O uso de eufemismos para a se referir a realidades incômodas não é apenas uma curiosidade linguística. É um artifício ligado às técnicas de propaganda e publicidade que dominam a prática política mais recente e tem sombrios antecedentes. São conhecidos dois excelentes registros desse recurso: um deles é de ordem ficcional e foi realizado por George Orwell com seu romance 1984, onde cria a “novilíngua” para denunciar o totalitarismo soviético; o outro, documental, Lingua Tertii Imperii - A Língua do Terceiro Reich, escrito por Viktor Klemperer e que entre nós recebeu a cuidadosa tradução de Miriam Bettina Oelsner, no qual estão expostas as deturpações e manipulações da língua alemã pelos nazistas. Diz Klemperer: “A língua conduz meu sentimento, dirige minha mente, de forma tão mais natural quanto mais inconscientemente eu me entregar a ela. O que acontece se a língua culta tiver sido constituída ou for portadora de elementos venenosos? Palavras podem ser como minúsculas doses de arsênico: são engolidas de maneira despercebida e aparentam ser inofensivas; passado um tempo, o efeito do veneno se faz notar”.

Embora longe da amplitude e abrangência alcançadas naqueles regimes autoritários, estamos todos habituados a diversos termos com os quais o poder nos bombardeia regularmente, como “aloprados”, “recursos não contabilizados”, “elite”, “herança maldita”, “mídia golpista”, “malfeitos”, “contabilidade criativa”, “pedaladas” e tantos outros que mistificam e desinformam, dificultando qualquer transparência daquilo que supostamente deveriam esclarecer.
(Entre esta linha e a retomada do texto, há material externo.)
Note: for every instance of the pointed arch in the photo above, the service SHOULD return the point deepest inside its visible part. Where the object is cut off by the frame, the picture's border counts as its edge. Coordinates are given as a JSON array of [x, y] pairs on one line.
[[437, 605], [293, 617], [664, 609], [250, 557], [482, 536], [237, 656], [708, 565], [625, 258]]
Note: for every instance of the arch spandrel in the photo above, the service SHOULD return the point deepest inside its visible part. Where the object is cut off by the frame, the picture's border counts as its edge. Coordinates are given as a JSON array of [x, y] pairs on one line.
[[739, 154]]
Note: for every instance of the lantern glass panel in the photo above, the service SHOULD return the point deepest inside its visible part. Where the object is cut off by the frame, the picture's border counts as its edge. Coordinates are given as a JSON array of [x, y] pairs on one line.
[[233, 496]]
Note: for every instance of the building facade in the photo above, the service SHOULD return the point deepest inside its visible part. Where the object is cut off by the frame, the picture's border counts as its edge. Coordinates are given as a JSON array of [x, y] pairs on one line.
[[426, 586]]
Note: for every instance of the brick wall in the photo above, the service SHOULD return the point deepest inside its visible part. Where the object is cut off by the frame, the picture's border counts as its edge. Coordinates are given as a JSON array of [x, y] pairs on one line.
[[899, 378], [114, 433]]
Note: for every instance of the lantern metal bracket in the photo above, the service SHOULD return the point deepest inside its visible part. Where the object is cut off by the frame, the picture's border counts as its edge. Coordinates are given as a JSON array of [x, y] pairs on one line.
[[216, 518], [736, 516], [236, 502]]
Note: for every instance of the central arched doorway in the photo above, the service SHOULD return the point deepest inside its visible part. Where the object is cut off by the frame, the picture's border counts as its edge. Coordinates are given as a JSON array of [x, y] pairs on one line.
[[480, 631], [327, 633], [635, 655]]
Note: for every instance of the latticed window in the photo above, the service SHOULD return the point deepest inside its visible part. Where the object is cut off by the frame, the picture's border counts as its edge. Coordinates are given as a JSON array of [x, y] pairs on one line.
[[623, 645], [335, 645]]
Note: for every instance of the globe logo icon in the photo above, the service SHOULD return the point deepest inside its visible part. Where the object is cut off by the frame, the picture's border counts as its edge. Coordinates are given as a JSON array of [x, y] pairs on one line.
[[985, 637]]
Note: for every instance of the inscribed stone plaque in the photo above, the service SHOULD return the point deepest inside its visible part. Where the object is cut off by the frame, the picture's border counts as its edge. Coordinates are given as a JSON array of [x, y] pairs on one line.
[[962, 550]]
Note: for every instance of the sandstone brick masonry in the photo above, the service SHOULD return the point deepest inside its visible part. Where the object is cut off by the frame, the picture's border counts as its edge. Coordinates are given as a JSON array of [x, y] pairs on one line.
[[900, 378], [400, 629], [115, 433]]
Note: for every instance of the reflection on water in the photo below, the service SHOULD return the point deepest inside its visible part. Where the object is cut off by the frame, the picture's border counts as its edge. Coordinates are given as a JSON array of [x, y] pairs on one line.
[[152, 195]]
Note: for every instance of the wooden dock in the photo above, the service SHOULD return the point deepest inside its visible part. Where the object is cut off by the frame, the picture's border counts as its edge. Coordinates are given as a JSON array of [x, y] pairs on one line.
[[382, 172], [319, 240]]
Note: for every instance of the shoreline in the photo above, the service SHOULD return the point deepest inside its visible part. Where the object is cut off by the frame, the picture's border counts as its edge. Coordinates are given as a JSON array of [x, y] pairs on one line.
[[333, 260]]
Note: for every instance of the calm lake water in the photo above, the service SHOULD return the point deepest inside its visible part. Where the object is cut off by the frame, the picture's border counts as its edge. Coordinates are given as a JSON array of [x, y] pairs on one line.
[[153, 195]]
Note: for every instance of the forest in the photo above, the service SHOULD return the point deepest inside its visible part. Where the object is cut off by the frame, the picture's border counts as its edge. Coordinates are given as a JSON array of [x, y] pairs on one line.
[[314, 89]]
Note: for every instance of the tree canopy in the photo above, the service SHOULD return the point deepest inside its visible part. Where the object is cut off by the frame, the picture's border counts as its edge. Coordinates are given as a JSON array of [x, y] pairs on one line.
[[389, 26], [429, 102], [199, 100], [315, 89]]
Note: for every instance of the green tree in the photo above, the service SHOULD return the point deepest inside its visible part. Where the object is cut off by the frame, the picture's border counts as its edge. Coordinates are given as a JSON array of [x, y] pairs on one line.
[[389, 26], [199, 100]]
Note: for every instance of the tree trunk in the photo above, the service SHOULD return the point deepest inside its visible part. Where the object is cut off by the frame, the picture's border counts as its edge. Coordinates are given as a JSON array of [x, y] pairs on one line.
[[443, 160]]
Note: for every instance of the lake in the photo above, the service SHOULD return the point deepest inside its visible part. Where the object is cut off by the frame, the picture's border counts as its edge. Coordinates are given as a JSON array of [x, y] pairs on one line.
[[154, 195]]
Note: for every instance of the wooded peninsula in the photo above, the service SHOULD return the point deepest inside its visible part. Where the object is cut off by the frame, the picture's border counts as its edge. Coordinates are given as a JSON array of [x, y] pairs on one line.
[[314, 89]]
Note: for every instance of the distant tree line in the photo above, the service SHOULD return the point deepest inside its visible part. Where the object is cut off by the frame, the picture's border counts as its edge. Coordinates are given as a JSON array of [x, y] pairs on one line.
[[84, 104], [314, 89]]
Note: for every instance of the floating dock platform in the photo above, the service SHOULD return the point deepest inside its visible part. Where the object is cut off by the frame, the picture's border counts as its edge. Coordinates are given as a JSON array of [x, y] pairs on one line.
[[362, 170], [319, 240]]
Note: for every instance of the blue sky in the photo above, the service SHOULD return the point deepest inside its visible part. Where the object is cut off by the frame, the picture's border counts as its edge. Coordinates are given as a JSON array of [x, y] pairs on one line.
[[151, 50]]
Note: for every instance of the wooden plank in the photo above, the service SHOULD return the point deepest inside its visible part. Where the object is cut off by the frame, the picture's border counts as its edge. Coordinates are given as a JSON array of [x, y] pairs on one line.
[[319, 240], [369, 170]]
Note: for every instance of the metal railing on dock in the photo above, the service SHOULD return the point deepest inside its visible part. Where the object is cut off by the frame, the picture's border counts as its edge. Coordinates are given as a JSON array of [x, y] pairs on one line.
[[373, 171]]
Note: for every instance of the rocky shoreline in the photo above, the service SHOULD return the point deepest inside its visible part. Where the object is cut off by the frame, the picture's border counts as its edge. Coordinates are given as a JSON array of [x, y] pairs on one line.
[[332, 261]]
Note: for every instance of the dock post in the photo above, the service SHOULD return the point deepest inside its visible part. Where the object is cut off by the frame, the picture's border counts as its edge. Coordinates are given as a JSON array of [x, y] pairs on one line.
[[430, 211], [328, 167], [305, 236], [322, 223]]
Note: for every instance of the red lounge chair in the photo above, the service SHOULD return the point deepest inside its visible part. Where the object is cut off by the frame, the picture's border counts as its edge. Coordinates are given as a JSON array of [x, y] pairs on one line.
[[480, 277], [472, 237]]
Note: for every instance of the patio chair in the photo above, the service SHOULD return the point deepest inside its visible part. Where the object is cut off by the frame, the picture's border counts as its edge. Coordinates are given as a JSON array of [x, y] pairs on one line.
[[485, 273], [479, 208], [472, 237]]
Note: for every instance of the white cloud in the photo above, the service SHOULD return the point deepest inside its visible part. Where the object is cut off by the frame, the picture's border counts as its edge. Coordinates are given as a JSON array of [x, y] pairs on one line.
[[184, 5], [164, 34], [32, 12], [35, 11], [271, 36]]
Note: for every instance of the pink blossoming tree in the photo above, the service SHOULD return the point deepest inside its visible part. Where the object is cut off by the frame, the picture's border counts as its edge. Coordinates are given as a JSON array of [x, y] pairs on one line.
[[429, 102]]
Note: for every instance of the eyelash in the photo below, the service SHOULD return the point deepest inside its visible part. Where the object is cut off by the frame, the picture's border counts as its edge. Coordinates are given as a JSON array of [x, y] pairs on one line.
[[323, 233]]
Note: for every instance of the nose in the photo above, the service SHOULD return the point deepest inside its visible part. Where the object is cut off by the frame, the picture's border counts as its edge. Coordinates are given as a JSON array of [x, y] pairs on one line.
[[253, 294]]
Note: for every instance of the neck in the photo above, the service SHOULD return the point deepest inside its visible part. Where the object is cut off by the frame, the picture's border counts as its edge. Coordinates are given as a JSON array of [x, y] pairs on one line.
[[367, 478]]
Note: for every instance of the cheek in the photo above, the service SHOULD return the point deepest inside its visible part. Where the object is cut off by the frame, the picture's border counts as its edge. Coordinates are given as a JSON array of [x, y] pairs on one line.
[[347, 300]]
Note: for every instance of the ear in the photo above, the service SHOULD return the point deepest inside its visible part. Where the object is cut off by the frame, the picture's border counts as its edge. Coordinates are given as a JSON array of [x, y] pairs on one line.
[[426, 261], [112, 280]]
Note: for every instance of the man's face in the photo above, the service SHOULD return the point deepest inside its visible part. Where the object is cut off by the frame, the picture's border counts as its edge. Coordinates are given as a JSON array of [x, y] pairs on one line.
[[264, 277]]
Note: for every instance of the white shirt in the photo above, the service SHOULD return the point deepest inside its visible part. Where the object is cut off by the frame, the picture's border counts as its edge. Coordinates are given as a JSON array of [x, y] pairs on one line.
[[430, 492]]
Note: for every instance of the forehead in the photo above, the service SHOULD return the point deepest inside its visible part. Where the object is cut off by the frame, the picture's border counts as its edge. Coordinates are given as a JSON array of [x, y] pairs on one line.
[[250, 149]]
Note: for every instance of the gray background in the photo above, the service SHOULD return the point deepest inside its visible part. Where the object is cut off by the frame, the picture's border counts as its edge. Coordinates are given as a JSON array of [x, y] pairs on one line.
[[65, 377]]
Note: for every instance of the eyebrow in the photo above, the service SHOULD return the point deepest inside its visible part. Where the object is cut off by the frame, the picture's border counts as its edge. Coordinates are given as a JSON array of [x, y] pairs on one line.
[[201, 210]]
Embora condenável, é compreensível que os marqueteiros do poder usem tal terminologia. Que a “mídia golpista” os avalize ao utilizá-los sem aspas é um curioso paradoxo. 

Vê-se então que a forma como o poder usa a língua é bastante significativa. Um dos pilares da identidade de uma nação, manifestação cultural de magna grandeza, a língua é um bem inalienável que deve ser defendido, respeitado e ensinado. Mais um povo fala corretamente sua língua, melhor ele expressa o pensamento, o conhecimento, a crítica, a sensibilidade, as relações afetivas.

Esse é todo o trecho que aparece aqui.